21 Replies to “No Cheap Remedies: A Guiding Principle of Modern Health Care”

  1. I don’t know whether breakfast is bad, but I suspect that large glasses of fruit juice at breakfast time might not be a good idea for everyone.

    Anyway, can “breakfast is bad” possibly be right for everyone, and irrespective of what they eat for breakfast?

    1. “Can ‘breakfast is bad’ possibly be right for everyone?” Yes. Assuming that everyone has 24-hour access to food. The phenomenon I uncovered (anticipatory awakening) is merely an example in humans of something that has been found in a wide range of other mammals — for example, rats. Rats become more active at the time of day food is available. The phenomenon occurs with protein, fat, and carbohydrate sources of calories. If you eat a breakfast with no calories, you can avoid the problem I uncovered. I drink calorie-free tea early in the morning.

  2. Very good post, Seth! I wrote a guest post for KevinMD on the problems with the pharmceutical industry. I did a lot of research and wrote a serious piece which outlined the abuses of the industry and ways to make it better. Kevin declined to publish it without giving any reason. I think that the medical industry as a whole does not want to make any changes that will cause anyone to earn less money. They certainly do not want a healthy population!
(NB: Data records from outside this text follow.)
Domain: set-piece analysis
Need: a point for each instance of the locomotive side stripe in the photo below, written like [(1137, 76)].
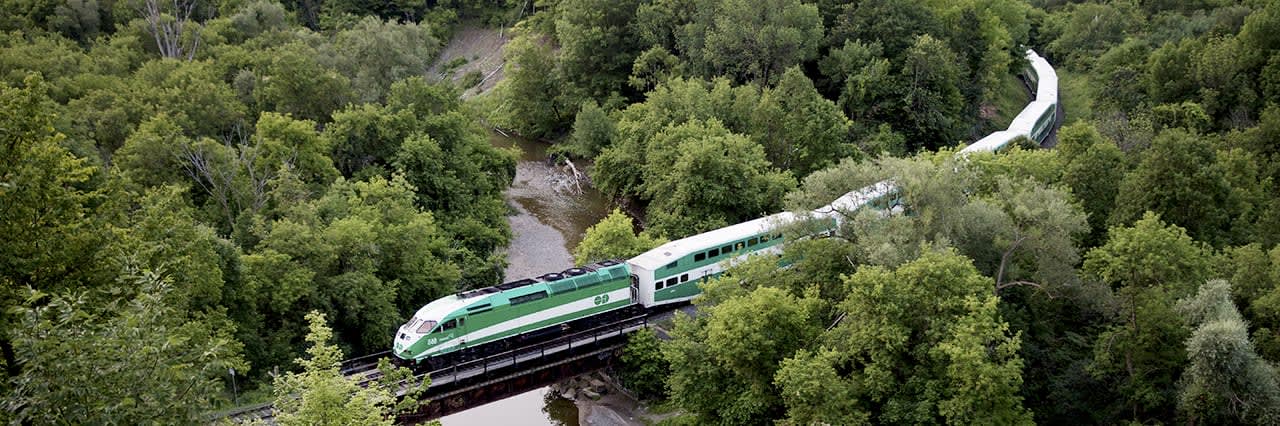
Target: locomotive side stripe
[(536, 320)]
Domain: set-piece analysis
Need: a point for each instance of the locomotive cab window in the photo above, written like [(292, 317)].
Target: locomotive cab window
[(426, 326)]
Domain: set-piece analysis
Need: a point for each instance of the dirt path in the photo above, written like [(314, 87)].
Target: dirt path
[(481, 49)]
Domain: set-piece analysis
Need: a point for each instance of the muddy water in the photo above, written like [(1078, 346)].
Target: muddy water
[(552, 216)]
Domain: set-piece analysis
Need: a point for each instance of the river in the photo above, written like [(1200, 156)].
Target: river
[(549, 219)]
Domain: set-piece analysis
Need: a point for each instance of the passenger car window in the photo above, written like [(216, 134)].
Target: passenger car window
[(426, 326)]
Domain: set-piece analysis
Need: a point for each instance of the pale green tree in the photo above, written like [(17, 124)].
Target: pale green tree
[(321, 395), (919, 343), (757, 41), (1148, 266), (613, 237), (138, 358), (722, 362), (1225, 380)]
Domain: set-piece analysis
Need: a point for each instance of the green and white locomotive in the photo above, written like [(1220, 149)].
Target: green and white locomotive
[(470, 321)]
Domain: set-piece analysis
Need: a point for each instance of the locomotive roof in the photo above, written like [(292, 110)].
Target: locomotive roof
[(668, 252)]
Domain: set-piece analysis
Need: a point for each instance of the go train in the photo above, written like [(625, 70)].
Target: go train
[(488, 320)]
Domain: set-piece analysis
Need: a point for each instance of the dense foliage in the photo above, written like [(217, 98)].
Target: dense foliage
[(182, 182)]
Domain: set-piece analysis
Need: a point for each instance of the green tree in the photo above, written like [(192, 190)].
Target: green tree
[(593, 132), (321, 395), (293, 81), (138, 357), (597, 46), (1093, 172), (922, 343), (702, 177), (1150, 266), (531, 90), (613, 237), (375, 53), (722, 362), (197, 99), (1180, 179), (644, 370), (894, 24), (800, 131), (757, 41), (46, 198), (1225, 380), (364, 253), (931, 96)]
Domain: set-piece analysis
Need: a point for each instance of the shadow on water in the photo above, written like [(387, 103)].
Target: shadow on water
[(551, 218)]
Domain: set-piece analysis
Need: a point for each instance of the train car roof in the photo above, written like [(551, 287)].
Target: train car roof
[(858, 198), (672, 251), (442, 307), (992, 142)]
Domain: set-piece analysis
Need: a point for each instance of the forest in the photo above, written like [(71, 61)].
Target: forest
[(191, 188)]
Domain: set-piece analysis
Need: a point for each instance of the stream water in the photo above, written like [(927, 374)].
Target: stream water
[(551, 216)]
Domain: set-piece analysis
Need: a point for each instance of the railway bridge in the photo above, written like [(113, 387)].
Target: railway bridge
[(479, 381)]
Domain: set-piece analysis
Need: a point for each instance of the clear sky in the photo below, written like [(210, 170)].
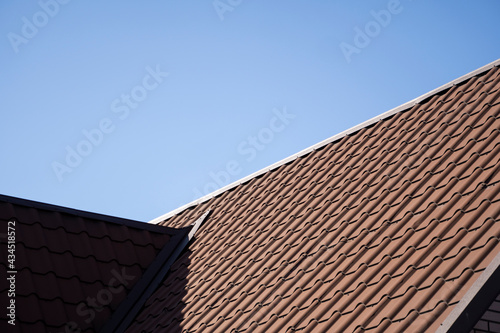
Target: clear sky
[(134, 108)]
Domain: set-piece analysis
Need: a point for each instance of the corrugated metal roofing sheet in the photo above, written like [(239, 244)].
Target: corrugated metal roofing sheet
[(383, 229), (73, 268)]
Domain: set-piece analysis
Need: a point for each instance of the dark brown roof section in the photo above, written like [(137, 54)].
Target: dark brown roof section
[(73, 268), (386, 228)]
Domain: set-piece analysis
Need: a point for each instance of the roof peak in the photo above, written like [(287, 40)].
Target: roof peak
[(333, 138)]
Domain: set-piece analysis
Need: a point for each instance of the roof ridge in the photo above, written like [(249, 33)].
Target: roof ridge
[(84, 214), (331, 139)]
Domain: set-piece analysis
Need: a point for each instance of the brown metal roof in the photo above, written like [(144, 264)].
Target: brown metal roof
[(65, 258), (385, 228)]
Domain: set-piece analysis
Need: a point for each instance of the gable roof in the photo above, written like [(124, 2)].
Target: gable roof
[(386, 227), (73, 268)]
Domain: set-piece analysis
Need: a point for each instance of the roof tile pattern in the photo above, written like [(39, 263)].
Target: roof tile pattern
[(382, 230), (63, 261)]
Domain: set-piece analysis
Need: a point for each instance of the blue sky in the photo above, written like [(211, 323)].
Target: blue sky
[(134, 108)]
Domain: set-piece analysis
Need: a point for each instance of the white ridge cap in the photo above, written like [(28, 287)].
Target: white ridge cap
[(336, 137)]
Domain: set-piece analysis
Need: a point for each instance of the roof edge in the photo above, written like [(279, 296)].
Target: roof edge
[(470, 308), (152, 278), (336, 137), (85, 214)]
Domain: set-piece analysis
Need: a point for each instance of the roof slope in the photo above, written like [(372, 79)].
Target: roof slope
[(383, 229), (65, 258)]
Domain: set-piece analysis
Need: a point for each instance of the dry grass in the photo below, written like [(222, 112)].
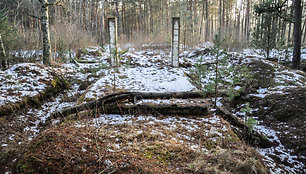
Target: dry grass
[(81, 147)]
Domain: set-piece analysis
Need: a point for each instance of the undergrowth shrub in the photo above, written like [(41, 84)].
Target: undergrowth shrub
[(221, 75)]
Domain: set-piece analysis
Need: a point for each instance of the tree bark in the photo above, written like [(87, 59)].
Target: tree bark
[(112, 98), (46, 33), (106, 105), (3, 61), (297, 34)]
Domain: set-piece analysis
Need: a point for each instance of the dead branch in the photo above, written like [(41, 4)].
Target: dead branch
[(115, 97)]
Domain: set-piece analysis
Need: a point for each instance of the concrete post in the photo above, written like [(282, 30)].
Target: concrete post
[(112, 26), (175, 41)]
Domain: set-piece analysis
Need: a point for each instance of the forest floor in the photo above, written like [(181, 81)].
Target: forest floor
[(151, 143)]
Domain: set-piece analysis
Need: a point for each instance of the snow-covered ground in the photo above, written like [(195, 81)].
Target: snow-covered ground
[(25, 80), (145, 70)]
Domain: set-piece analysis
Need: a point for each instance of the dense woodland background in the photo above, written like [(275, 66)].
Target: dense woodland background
[(265, 24)]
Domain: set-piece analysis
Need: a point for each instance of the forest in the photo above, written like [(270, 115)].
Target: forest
[(152, 86)]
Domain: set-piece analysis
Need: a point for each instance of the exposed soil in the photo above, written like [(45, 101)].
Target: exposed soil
[(285, 113)]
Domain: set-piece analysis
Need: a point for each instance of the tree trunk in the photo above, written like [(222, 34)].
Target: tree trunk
[(115, 97), (3, 55), (46, 33), (297, 34)]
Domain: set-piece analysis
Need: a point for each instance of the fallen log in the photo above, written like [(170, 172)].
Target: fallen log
[(115, 97), (244, 131), (106, 105)]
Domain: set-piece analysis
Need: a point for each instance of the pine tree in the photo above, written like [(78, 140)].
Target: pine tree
[(265, 35)]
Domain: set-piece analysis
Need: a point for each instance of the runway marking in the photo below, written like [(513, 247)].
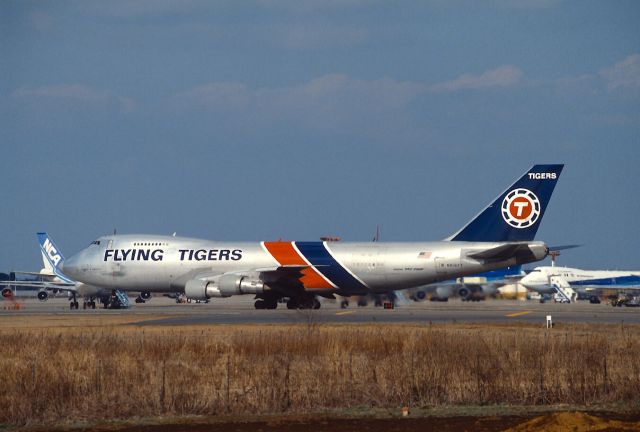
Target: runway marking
[(518, 314)]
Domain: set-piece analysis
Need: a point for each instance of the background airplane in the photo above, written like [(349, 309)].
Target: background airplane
[(569, 283), (499, 236)]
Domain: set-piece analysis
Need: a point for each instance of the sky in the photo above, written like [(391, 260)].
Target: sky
[(265, 119)]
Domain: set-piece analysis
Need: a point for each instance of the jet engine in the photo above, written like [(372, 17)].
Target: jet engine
[(419, 296), (223, 286), (464, 292)]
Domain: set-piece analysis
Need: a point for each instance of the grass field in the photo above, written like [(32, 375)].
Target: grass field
[(54, 371)]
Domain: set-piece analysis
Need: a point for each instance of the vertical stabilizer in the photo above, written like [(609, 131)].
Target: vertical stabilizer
[(514, 215)]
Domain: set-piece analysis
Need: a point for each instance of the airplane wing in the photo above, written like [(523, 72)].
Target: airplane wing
[(62, 286), (286, 279)]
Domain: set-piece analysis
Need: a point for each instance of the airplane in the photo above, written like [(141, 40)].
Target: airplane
[(51, 279), (585, 283), (499, 236)]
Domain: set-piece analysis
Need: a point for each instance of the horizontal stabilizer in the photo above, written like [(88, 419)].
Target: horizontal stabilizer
[(502, 252)]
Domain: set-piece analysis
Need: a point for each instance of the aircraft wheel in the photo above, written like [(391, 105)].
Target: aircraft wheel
[(271, 304), (292, 304)]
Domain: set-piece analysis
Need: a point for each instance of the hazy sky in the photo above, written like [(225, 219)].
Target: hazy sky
[(259, 120)]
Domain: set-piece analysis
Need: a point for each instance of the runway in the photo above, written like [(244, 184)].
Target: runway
[(165, 312)]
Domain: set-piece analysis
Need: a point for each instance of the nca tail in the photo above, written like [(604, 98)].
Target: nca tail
[(51, 256), (515, 215)]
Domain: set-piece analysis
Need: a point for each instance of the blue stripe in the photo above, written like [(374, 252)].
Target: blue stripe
[(318, 255)]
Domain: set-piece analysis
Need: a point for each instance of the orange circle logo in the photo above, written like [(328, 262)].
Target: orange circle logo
[(520, 208)]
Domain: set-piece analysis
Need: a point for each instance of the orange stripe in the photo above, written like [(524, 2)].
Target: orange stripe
[(285, 254)]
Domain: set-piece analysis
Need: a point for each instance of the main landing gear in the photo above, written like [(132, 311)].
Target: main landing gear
[(308, 302), (73, 304), (303, 302)]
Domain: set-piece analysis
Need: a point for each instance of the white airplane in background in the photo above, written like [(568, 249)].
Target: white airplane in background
[(51, 279), (499, 236), (563, 280)]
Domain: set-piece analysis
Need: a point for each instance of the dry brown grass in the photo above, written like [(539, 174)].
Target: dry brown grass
[(51, 375)]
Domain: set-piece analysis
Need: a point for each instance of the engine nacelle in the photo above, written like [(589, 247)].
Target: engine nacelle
[(464, 293), (223, 286), (418, 296), (43, 295)]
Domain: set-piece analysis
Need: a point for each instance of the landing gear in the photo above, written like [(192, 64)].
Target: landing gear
[(310, 302), (73, 304), (266, 303)]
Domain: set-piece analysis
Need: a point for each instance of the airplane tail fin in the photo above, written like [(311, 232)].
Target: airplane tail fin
[(514, 215), (52, 258)]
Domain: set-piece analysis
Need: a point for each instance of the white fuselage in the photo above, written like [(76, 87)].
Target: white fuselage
[(166, 264)]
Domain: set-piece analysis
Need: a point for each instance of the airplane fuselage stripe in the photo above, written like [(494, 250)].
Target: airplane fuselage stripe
[(318, 255)]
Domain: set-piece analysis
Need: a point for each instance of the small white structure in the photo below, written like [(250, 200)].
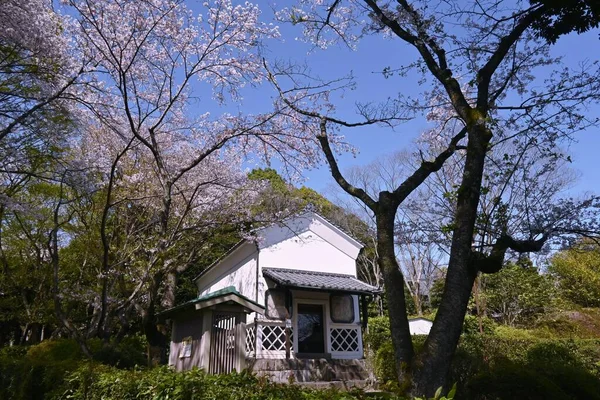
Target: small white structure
[(292, 294), (419, 326)]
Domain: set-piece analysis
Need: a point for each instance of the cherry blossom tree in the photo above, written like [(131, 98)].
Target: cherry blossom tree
[(478, 63), (165, 139)]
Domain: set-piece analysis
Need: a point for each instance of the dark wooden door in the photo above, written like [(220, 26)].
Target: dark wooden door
[(223, 343)]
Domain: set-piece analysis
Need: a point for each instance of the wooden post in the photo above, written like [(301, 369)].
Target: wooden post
[(288, 323), (365, 311), (241, 342), (206, 339)]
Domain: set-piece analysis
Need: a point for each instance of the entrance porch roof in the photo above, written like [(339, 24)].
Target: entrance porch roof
[(321, 281)]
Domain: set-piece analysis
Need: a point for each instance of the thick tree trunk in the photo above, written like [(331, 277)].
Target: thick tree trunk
[(394, 288), (433, 364), (155, 335)]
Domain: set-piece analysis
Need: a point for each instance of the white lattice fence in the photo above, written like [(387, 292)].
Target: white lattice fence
[(345, 339), (273, 338)]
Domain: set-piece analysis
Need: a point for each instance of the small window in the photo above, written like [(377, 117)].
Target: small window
[(186, 347), (342, 308), (275, 306)]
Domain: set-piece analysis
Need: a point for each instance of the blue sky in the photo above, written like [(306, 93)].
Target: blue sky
[(372, 55)]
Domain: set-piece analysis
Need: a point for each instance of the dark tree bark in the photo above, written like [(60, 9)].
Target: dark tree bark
[(432, 365), (394, 288)]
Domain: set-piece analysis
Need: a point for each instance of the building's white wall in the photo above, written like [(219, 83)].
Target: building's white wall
[(238, 269), (307, 251), (419, 326)]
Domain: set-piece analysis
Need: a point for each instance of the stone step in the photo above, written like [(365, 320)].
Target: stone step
[(341, 385)]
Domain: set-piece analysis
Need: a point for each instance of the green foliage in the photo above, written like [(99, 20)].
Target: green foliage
[(473, 324), (492, 367), (378, 334), (438, 394), (517, 294), (39, 372), (385, 366), (91, 382), (578, 273)]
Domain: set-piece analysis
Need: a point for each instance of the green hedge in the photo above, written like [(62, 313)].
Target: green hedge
[(93, 382), (506, 367), (38, 372)]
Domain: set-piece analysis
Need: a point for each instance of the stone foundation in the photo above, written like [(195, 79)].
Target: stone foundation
[(309, 370)]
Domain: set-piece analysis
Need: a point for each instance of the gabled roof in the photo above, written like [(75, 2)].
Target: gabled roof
[(222, 296), (325, 281), (304, 214)]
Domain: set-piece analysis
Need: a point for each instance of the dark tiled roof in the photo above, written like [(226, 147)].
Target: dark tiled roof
[(318, 280)]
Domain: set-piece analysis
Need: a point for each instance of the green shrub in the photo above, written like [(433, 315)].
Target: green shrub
[(92, 382), (378, 334), (385, 366), (38, 372), (471, 325)]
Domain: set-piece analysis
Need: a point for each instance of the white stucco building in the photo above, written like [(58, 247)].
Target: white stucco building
[(291, 294)]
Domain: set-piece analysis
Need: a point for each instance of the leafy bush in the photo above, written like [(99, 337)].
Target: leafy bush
[(91, 382), (38, 372), (379, 333), (471, 324)]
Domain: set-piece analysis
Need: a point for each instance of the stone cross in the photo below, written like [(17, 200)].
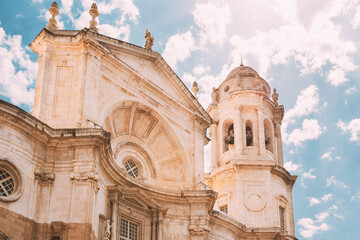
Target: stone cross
[(54, 10), (149, 40), (195, 89), (93, 13)]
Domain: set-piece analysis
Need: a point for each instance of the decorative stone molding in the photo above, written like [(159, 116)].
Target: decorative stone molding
[(84, 176), (201, 203), (3, 236), (142, 152), (44, 175), (14, 173), (57, 228)]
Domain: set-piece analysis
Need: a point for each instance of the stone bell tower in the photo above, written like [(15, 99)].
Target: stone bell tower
[(246, 154)]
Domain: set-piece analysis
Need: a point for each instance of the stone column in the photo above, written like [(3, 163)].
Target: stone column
[(237, 132), (114, 211), (153, 227), (261, 131), (160, 222), (279, 143), (199, 136), (214, 146)]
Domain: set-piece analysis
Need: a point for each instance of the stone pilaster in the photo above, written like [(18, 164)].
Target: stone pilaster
[(201, 202), (279, 143), (261, 131), (237, 131), (214, 147), (114, 215)]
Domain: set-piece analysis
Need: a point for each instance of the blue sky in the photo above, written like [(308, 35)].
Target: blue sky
[(308, 50)]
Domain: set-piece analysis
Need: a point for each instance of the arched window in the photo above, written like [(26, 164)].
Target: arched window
[(268, 135), (132, 169), (7, 183), (228, 133), (249, 133), (10, 182)]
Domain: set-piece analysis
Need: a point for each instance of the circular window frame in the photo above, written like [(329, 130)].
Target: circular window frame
[(138, 165), (15, 173)]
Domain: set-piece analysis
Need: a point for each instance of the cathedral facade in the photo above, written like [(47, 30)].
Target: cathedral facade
[(114, 149)]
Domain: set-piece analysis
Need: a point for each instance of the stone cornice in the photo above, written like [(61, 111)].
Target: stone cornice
[(102, 40), (284, 174), (227, 221)]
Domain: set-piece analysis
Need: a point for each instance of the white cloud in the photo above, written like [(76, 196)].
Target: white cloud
[(339, 216), (200, 69), (66, 6), (326, 197), (307, 102), (314, 201), (212, 17), (19, 15), (334, 181), (309, 174), (353, 128), (292, 167), (355, 197), (310, 130), (309, 227), (17, 71), (333, 207), (312, 45), (320, 217), (126, 8), (356, 20), (45, 15), (119, 32), (351, 90), (178, 48), (337, 76), (328, 155)]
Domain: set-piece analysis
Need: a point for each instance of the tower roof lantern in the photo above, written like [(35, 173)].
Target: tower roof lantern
[(243, 78)]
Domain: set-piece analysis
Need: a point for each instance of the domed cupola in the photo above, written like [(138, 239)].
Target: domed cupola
[(242, 78)]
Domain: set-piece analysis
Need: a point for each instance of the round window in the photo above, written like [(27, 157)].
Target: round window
[(131, 169), (7, 184), (10, 182)]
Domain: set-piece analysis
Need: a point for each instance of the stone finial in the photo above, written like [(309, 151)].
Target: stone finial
[(214, 96), (93, 13), (149, 40), (275, 97), (54, 10), (195, 89)]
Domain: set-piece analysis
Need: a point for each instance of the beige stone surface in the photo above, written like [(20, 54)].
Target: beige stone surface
[(103, 108)]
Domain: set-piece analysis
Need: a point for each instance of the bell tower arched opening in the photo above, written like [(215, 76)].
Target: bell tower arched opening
[(228, 135)]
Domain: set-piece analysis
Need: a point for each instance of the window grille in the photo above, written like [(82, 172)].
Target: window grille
[(128, 230), (132, 169), (282, 219), (7, 184), (224, 209)]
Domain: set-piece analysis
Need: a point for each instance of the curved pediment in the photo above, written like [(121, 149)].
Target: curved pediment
[(140, 135)]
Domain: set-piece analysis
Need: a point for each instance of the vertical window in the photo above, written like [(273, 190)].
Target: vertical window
[(132, 169), (282, 218), (268, 135), (249, 133), (128, 230), (224, 209)]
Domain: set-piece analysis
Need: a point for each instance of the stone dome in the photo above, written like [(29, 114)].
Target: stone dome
[(243, 78), (242, 71)]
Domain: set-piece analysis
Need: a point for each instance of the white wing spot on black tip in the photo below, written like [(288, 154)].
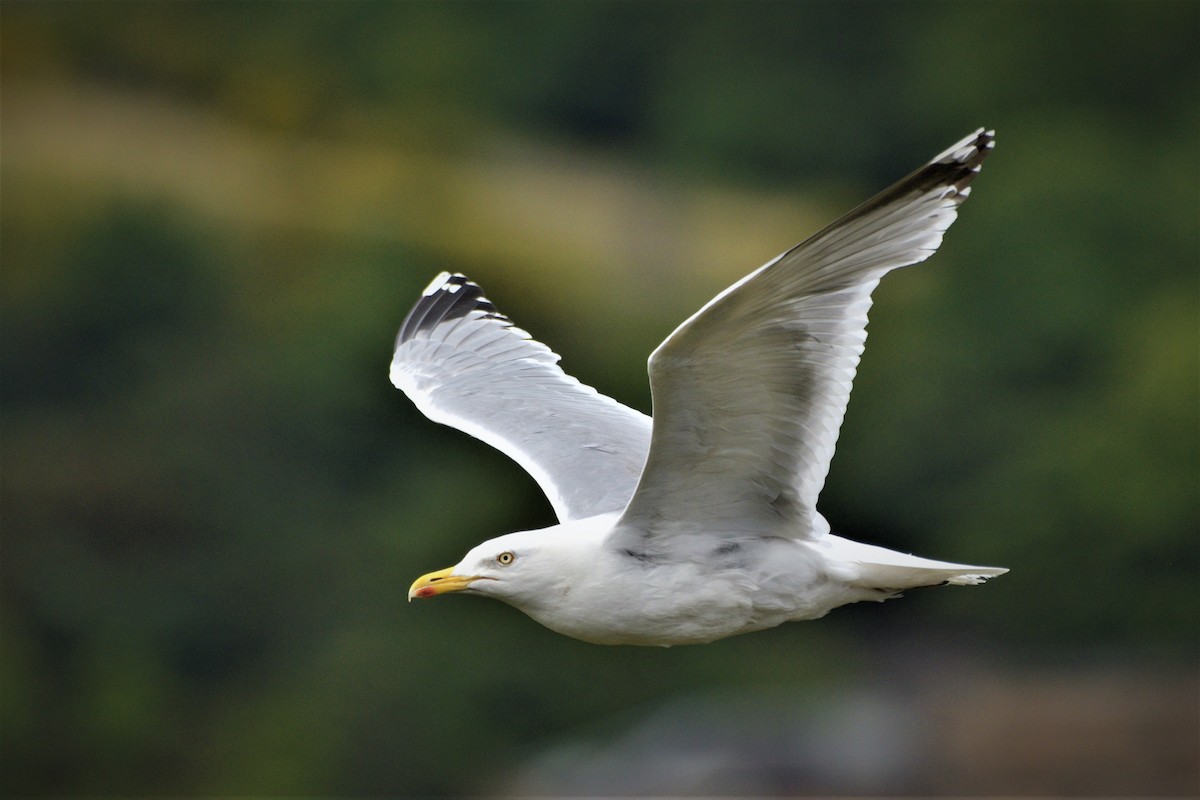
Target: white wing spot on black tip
[(449, 296)]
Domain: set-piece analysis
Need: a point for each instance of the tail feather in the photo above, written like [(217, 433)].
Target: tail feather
[(877, 567)]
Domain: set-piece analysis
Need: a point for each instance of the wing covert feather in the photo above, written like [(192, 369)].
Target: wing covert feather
[(463, 364), (750, 391)]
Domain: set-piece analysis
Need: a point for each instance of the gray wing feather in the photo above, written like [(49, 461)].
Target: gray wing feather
[(750, 392), (463, 364)]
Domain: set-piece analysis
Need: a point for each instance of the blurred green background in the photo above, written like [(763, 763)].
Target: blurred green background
[(216, 215)]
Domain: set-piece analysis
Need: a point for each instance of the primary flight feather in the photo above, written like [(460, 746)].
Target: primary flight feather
[(700, 523)]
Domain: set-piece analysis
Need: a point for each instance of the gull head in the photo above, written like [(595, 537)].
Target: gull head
[(526, 569)]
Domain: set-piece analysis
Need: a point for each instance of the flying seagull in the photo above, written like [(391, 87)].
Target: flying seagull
[(700, 523)]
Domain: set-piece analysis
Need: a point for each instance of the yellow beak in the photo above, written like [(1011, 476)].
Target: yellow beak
[(439, 583)]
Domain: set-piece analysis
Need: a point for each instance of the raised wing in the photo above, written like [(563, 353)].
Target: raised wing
[(750, 392), (465, 365)]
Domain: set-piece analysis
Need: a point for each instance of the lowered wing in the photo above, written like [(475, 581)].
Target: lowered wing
[(466, 365)]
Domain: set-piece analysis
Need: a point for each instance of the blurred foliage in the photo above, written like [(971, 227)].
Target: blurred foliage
[(213, 501)]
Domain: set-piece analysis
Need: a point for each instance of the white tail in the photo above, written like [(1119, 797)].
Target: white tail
[(879, 567)]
  3. I don’t think the guiding principle you mention need be absolute. As an advocate of barefoot (less to buy) running, I’m trying to identify groups with a financial incentive in prevention – they do exist.

    Those who sell drugs and devices, or provide healthcare, generally don’t benefit from providing prevention. Long-term insurers, on the other hand, do.

    Kaiser has many “cradle-to-grave” clients, so benefits from cost-effective prevention. I’m in contact with them. The US military does as well – they don’t want their soldiers to get injured on duty, and they provide lifetime health care, so are on the hook to pay for long-term health issues. I’m meeting them as well.

    Who else?

    1. Ashish, yeah, absolutely. The practical implication of what I am saying is simple: Empower those who benefit from prevention and cheap remedies. Which is everyone outside the current system, plus a few groups inside it, such as insurers.

    1. You eat breakfast and don’t wake up early? If you stop eating breakfast (or delay it by three hours) you might wake up more rested. (The effect of eating breakfast takes about a week to go away.) Again, research about anticipatory activity — the diversity of animals in which it’s been observed — implies that what I found is true for everyone. There are thousands of examples where something like this (observed in a wide range of animals and a few humans) has turned out to be true for all humans. I don’t know of a single exception. Another way to think about it is to consider the correlation between the DNA of one human and the DNA of another human. Very very high.

  4. I have reservations about your breakfast ideas, and serious problems with sugar as we get it the majority of diets–yours excepted. I was just rereading an Upton Sinclair article from the 1920s, he was also a famous self-experimenter, and his comments about the medical professionals as mainly interested in keeping their profession from financial loss due to simple, low- or no-cost remedies mirrors your own. So little had changed.

  5. 1. I would be happy to send my article if I had an email address. Where do I find it on your site?
    2. Not so sure about the breakfast being bad for all. I think it has something to do with what you eat and how long after awakening.

  6. Seth, I will give no-breakfast a try eventually. I just started eating food while pinching my nose shut. I want to see how that works before experimenting with something else.

  7. Re the “breakfast is bad” thing: I eat breakfast, but don’t wake up too early. Is there another reason to stop eating breakfast?

  8. FWIW, the “no breakfast” approach would contradict Dr Jack Kruse’s idea of a “Leptin Fix”, part of which involves eating a breakfast including at least 50 grammes of protein within half an hour of waking.

    Of course, not everyone has a leptin issue that needs fixing.